Dublin Carol is a play by Conor McPherson, which premiered in London at the Royal Court Theatre in 2000.

==Plot==
John, a middle-aged employee of a funeral home in Dublin, returns from a funeral on Christmas Eve with Mark, a 20-year-old who has helped out that day. John tells his sad history about how he has destroyed much of his life and damaged his family, through drink. Mary, John's grown daughter, who hasn't seen her father in 10 years, arrives to tell him that her mother, his long-estranged wife, is dying.

==Productions==
The play was produced in London at the Royal Court Theatre Jerwood Theatre Downstairs from February 2000 to 18 March 2000. Directed by Ian Rickson, the cast starred Brian Cox (John Plunkett), Bronagh Gallagher (Mary) and Andrew Scott (Mark).
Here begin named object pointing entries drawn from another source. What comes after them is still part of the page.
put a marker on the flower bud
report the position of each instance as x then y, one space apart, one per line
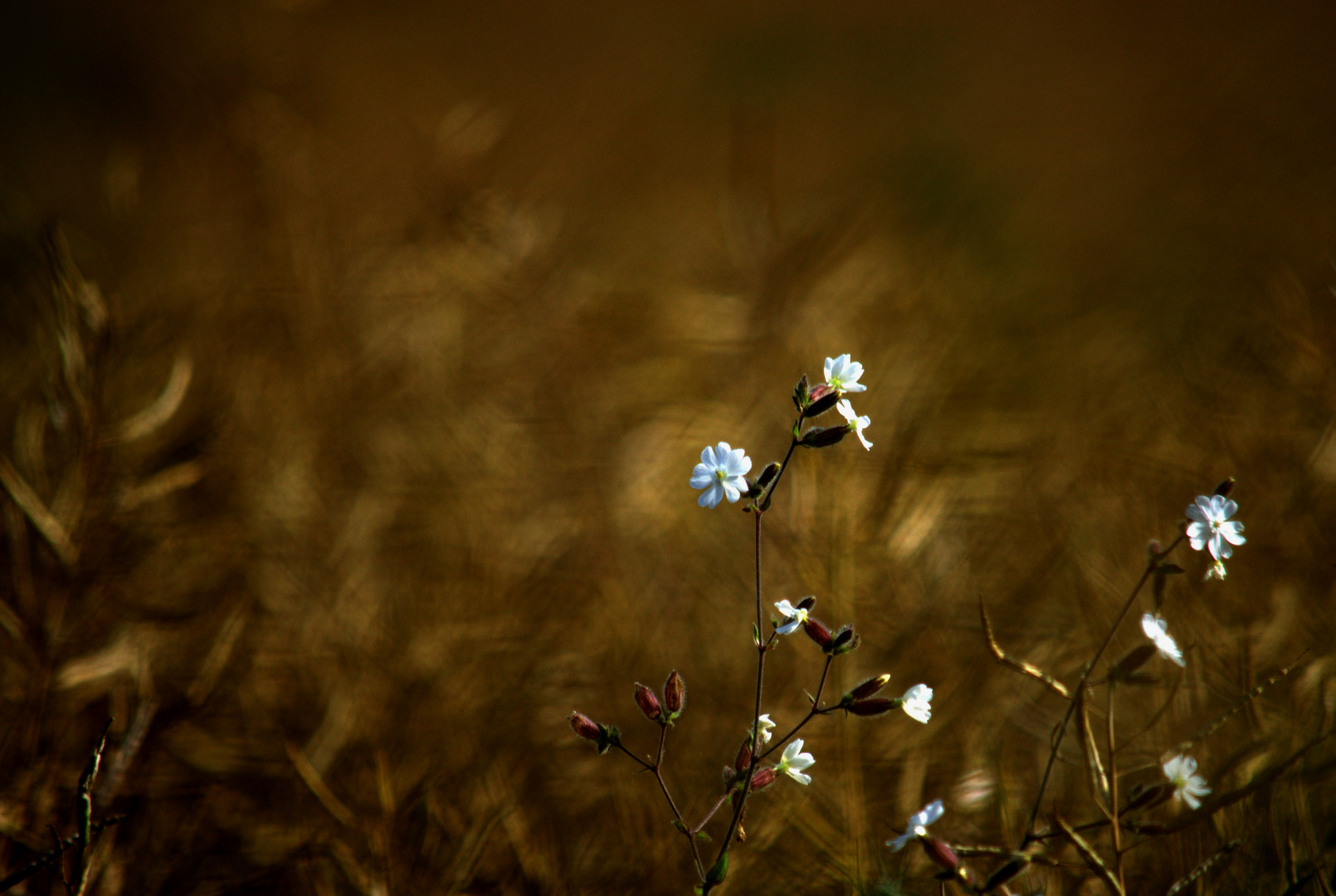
941 854
585 727
823 436
763 777
873 707
648 703
867 688
1007 872
1130 661
845 640
675 694
821 405
801 394
743 759
818 633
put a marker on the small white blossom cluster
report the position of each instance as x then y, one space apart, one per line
1211 528
722 471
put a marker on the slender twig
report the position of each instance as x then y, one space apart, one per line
812 713
1021 665
1116 830
1081 684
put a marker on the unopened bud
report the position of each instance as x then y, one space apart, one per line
1145 797
585 727
941 854
873 707
801 394
845 640
818 633
867 688
1130 661
763 777
823 436
821 405
648 703
743 759
675 694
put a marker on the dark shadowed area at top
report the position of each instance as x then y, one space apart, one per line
365 460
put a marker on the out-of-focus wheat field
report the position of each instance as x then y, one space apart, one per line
358 355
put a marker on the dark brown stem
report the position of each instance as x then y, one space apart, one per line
812 713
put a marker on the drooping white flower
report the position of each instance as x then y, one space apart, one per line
794 760
842 374
1156 629
722 473
794 616
917 703
918 824
1211 526
763 729
856 422
1188 786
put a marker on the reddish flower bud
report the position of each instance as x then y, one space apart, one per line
873 707
818 633
675 694
743 760
763 777
867 688
941 854
585 727
648 703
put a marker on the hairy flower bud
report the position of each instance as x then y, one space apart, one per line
873 707
801 394
867 688
585 727
675 694
941 854
763 777
648 703
818 633
823 436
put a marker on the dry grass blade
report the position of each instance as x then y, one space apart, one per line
1226 716
44 521
1090 856
1202 869
163 407
1020 665
318 786
162 484
1099 780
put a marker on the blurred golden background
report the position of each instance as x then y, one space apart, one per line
369 446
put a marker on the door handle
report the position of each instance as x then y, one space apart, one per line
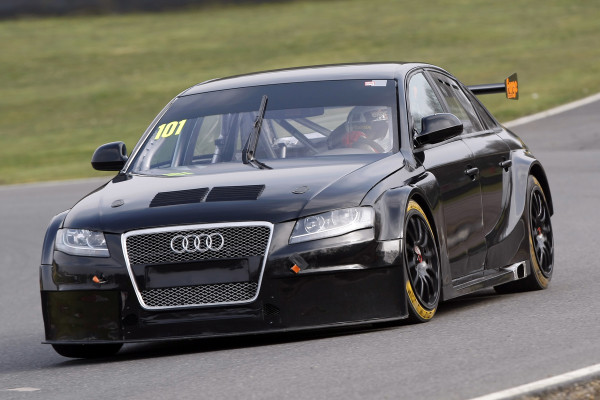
472 172
506 164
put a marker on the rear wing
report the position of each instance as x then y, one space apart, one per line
510 86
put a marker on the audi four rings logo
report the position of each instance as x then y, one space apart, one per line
197 243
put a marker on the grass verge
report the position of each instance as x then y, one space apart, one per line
71 84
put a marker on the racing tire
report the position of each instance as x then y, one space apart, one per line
87 350
422 266
541 243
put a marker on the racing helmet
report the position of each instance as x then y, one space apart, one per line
373 121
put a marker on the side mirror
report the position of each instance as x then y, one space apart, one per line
438 127
110 157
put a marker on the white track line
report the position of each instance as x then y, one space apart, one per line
553 111
544 384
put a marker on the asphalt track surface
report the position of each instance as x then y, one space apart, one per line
475 345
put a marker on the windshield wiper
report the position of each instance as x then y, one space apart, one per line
250 147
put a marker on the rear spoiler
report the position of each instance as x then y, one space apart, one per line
510 86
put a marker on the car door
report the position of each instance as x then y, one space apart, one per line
491 155
460 194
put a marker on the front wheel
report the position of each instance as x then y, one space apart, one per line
422 266
87 350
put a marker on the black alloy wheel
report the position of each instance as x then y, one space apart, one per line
541 231
422 265
541 243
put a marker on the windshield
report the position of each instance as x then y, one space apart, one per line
308 119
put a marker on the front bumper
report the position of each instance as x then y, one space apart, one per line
351 279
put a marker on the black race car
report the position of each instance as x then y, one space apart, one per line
295 199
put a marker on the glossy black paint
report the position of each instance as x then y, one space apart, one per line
471 186
110 157
438 127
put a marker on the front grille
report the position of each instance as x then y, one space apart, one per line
238 242
245 243
200 295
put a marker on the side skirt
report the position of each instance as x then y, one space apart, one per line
502 275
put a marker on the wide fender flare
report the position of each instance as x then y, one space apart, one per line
391 207
524 165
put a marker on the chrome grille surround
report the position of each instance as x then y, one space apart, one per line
152 246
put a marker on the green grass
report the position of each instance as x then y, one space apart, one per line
70 84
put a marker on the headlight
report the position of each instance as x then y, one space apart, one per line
332 223
81 242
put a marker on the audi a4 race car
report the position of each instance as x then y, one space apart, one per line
295 199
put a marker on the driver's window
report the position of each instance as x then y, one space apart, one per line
422 100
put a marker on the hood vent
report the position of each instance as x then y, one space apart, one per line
235 193
179 197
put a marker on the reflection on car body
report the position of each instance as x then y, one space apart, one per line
298 199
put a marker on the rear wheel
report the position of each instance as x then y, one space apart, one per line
422 264
541 242
87 350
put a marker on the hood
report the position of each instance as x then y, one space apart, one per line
231 193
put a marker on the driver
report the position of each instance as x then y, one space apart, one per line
366 128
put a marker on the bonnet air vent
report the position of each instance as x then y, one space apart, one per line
235 193
179 197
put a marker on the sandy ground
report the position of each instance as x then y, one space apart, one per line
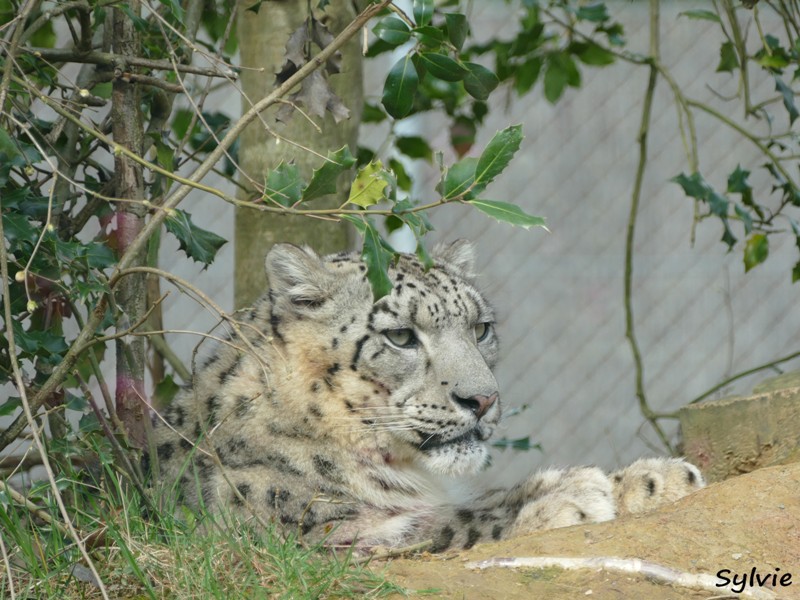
745 522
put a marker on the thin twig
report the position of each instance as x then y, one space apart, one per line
636 195
738 376
109 59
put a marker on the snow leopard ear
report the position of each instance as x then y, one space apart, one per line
298 274
458 256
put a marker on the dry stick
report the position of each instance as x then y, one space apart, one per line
27 408
29 419
634 566
87 332
630 333
108 59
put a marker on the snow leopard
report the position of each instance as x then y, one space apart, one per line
350 421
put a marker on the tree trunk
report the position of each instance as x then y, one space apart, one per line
262 39
130 293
Dublin Carol opened Off-Broadway at the Atlantic Theater Company running from 20 February 2003 to 6 April 2003. The play was directed by Conor McPherson with the cast that starred Keith Nobbs, Jim Norton and Amy Ryan. The play was nominated for the 2003 Lucille Lortel Award, Best Play, and Jim Norton won the 2003 Obie Award, Performance.

Dublin Carol was produced by the Steppenwolf Theatre Company, Chicago, Illinois, from 6 November 2008 to 4 January 2009. The cast starred William Petersen (John), Nicole Wiesner (Mary) and Stephen Louis Grush (Mark), and was directed by Amy Morton.